Wood grew up in Randwick, New South Wales, and attended Sydney Boys High School, where he represented his school in rugby union, swimming and most successfully, rowing.
Following high school, Wood became a police cadet and rowed for the NSW Police Rowing Club. The police team was selected to represent Australia at the 1936 Berlin Olympics and at 19 years of age, Wood appeared in his first Games, rowing at number five in a team which dominated in Australia but was unsuccessful overseas. The team was eliminated in the repechage and did not make the final.
Upon his return, Wood made police constable. After the majority of his crew retired, Wood took up sculling. He worked in the police force in the Criminal Investigation Branch, and in 1944 joined the Royal Australian Air Force as a navigator.
After the end of World War II, Wood won state and national championships in 1946, 1947 and 1948 and was selected to represent Australia in the single sculls at the 1948 London Olympics. Wood traveled to London ahead of the rest of the team and won the Diamond Challenge Sculls event at the Henley Royal Regatta. At the Olympics, Wood won all of his races including the final, which he won by 14 seconds. He celebrated by smoking his pipe – he was a lifelong smoker who only put aside the habit for the Olympics.
Wood would go on to win the national single sculls championship a record seven straight times. At the 1950 Auckland British Empire Games he won the single sculls and with compatriot Murray Riley the double sculls. As the 1948 Olympic champion, Wood was awarded the Philadelphia Challenge Cup as the best amateur sculler in the world, which Wood defended in 1950.
Wood represented Australia in the single sculls event at the 1952 Helsinki Olympics, where he was honored by being selected to carry the Australian flag at the opening ceremony. On the journey to Finland, Wood stopped in England and repeated his victory at the Henley Royal Regatta in the Diamond Sculls. He was a favorite to win the Olympic event, but lost the final by 1.7 seconds to the USSR’s Yuri Tyukalov.
Although he never offered it as an excuse, as a child, Wood had injured his arm which occasionally caused him distress while rowing including during the summer of 1952. This may have affected his performance at the Games, but Wood also faced far stiffer competition than in 1948, which were held shortly after World War II, and his main rival Tyukalov would prove to be one of the best oarsmen of his generation.
At the 1954 Vancouver British Empire and Commonwealth Games, Wood rowed in both the coxless four and the double sculls events. The finals were separated by only 45 minutes, and Wood won gold medals in both events.
In 1956 Wood, at the age of 39, lost his national sculling title to teenager Stuart Mackenzie, who was selected ahead of Wood to represent Australia in the single sculls at the 1956 Melbourne Olympics. But Wood and his partner Riley were selected for the double sculls. Among others in the final, Wood and Riley faced the Soviet team that included Tyukalov. Tyukalov’s boat again triumphed, the Americans finished second, and Australia third, giving Wood bronze at age 39. Wood was again named the flag-bearer in the opening ceremony, the only Australian to have twice had the honor.

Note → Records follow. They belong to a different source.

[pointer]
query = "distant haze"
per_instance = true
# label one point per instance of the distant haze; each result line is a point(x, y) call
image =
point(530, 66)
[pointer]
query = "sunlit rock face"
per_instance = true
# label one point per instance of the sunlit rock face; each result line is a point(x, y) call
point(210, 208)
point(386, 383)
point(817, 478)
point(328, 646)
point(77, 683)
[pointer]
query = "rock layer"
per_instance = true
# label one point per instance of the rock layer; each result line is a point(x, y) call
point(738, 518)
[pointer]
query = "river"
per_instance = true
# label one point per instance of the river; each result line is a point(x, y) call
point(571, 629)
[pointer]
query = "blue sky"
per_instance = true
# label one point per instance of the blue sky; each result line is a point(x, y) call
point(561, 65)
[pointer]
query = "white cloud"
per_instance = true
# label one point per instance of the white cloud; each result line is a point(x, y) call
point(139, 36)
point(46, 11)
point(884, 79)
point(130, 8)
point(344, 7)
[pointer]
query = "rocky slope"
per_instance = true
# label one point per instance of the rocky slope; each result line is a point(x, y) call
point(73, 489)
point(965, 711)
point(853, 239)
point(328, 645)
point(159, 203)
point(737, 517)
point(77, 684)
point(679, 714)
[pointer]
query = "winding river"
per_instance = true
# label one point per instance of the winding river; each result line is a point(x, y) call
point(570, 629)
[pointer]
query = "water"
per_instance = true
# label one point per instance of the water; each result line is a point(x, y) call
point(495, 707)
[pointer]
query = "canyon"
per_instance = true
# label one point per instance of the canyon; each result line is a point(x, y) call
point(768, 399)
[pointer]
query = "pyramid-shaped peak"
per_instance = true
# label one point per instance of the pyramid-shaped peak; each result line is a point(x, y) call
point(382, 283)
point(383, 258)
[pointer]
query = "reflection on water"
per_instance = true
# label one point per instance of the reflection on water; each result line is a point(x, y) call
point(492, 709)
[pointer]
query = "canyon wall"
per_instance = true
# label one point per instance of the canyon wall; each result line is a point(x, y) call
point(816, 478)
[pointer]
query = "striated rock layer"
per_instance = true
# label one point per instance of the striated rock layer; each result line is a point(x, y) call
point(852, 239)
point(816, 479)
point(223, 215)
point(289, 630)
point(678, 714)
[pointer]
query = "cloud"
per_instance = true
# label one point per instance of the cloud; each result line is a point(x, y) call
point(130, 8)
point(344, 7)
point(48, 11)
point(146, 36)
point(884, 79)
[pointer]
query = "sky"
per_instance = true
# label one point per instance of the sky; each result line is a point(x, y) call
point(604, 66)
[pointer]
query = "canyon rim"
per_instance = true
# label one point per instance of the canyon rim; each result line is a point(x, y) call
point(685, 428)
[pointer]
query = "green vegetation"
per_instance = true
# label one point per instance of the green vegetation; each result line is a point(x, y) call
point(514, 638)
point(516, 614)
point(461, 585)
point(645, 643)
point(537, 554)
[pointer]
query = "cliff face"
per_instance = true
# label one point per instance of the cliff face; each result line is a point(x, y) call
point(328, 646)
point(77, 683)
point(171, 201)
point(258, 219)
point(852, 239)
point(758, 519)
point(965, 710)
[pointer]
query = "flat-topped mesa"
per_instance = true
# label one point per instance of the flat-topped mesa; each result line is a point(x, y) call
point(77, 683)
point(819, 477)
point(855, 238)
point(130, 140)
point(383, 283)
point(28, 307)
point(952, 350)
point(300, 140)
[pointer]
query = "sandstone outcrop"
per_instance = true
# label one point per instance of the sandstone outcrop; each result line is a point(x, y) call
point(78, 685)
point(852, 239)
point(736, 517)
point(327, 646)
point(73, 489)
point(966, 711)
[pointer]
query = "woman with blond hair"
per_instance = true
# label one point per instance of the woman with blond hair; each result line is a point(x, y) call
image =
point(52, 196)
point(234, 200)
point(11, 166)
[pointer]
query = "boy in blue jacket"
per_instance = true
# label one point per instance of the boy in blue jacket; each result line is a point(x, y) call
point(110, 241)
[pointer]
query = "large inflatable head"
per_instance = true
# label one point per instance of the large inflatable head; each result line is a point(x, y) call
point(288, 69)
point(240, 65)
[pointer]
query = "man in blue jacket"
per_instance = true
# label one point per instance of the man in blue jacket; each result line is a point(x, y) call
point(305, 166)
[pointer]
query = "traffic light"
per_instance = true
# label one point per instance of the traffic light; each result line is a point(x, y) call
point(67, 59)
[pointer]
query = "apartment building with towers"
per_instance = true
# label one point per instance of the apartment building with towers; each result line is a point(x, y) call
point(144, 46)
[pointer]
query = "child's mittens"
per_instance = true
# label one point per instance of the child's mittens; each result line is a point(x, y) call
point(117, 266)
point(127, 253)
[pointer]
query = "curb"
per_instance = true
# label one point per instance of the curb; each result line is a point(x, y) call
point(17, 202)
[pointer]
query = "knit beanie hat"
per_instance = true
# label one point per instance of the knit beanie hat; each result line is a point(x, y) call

Wood’s final competition was the 1958 cardiff British Empire and Commonwealth Games, where, teaming with Stuart Mackenzie, he won silver in the double sculls at age 41.
Following his retirement from rowing, Wood returned full-time to his post in the New South Wales Police Force, eventually becoming Police Commissioner in 1977.
One of the proudest moments of his life was running with the Sydney 2000 torch near his home in Maroubra.
In 1977 he was awarded the Royal Victorian Order -Members of the 4th Class (LVO) as Commissioner of the NSW Police during the royal visit. He was made a Member of the Order of the British Empire (MBE) in 1957 for his services to rowing.